On Jan. 27, the federal Department of Health and Human Services reported that 14.5 million people signed up for health insurance coverage through the ACA’s marketplaces during the open enrollment period since Nov. 1, including 5.8 million people who gained coverage since Biden took office last year. Although the federal government’s enrollment period ended Jan. 15, enrollment continues until Jan. 31 in five states (California, Kentucky, Rhode Island, New Jersey, New York and the District of Columbia), according to a report from Louise Norris at Also, enrollment continues in Maryland until Feb. 28, for coverage that starts March 1, Norris added.

In a statement touting the enrollment numbers, HHS said consumers signing up through the federal marketplace at saw their average monthly insurance premiums fall by 23% when compared with what consumers paid during the 2021 enrollment period that ended before the ARPA passed.

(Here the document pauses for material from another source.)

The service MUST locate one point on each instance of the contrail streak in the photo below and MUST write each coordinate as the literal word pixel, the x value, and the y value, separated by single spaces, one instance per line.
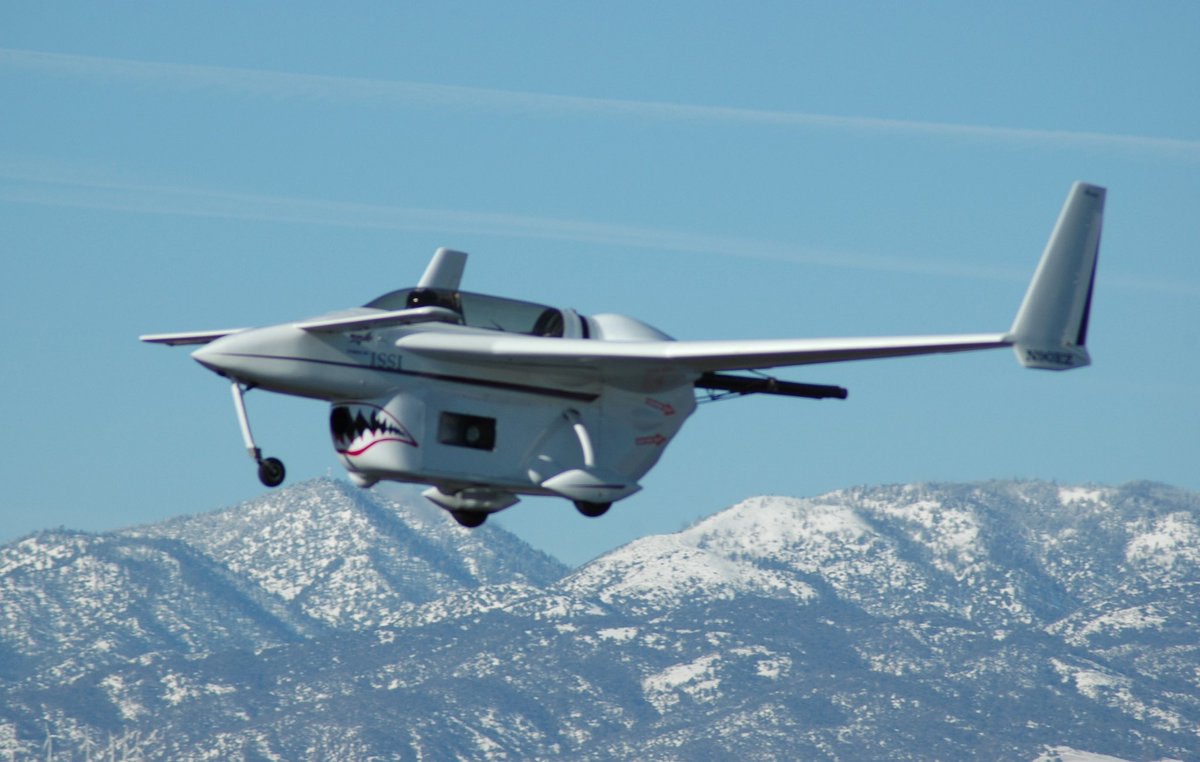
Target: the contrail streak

Covering this story is a challenge because health insurance subsidies are complicated. Therefore, one of the best ways to report on open enrollment is to find a consumer or family who benefited from the enhanced subsidies. Christopher O’Donnell pursued this angle for the Tampa Bay Times in this article, “Florida sets new record for Affordable Care Act enrollment.”

O’Donnell found Sophany Nuth, a 35-year-old dad from Seffner, Florida., who works 30 hours a week making doughnuts. Nuth takes home about $318 a week, but his employer doesn’t provide health insurance.

“With rent, food and other bills, the 35-year-old Seffner father couldn’t afford the $400 a month quotes he got from private health insurers to cover him, his wife and two young children,” O’Donnell wrote. “He was so worried, Nuth considered moving his family to Canada or Australia, which have universal health care.”

With assistance from ACA navigators, Nuth enrolled his family in coverage that will cost him $18 a month, O’Donnell reported.

Another way to cover the record enrollment story is to focus on what happened in each state. See, for example, this thorough review of the angles from Sara Wilson at the nonprofit Colorado Newsline, or this one about enrollment in Michigan from JC Reindl at the Detroit Free Press. Reindl noted that 303,550 Michiganders signed up for ACA coverage, a record high since 2017 and that the state’s percentage of those without health insurance dropped to about 5%.

For the rest of this year, the story about ACA enrollment will be important because Democrats will continue to push to extend the enhanced subsidies.

Inaction on the subsidies will be politically risky for Democrats. “The bottom line: As Democrats try to salvage their reconciliation package, preserving the larger ACA subsidies is likely to be a top priority,” Herman and Owen wrote.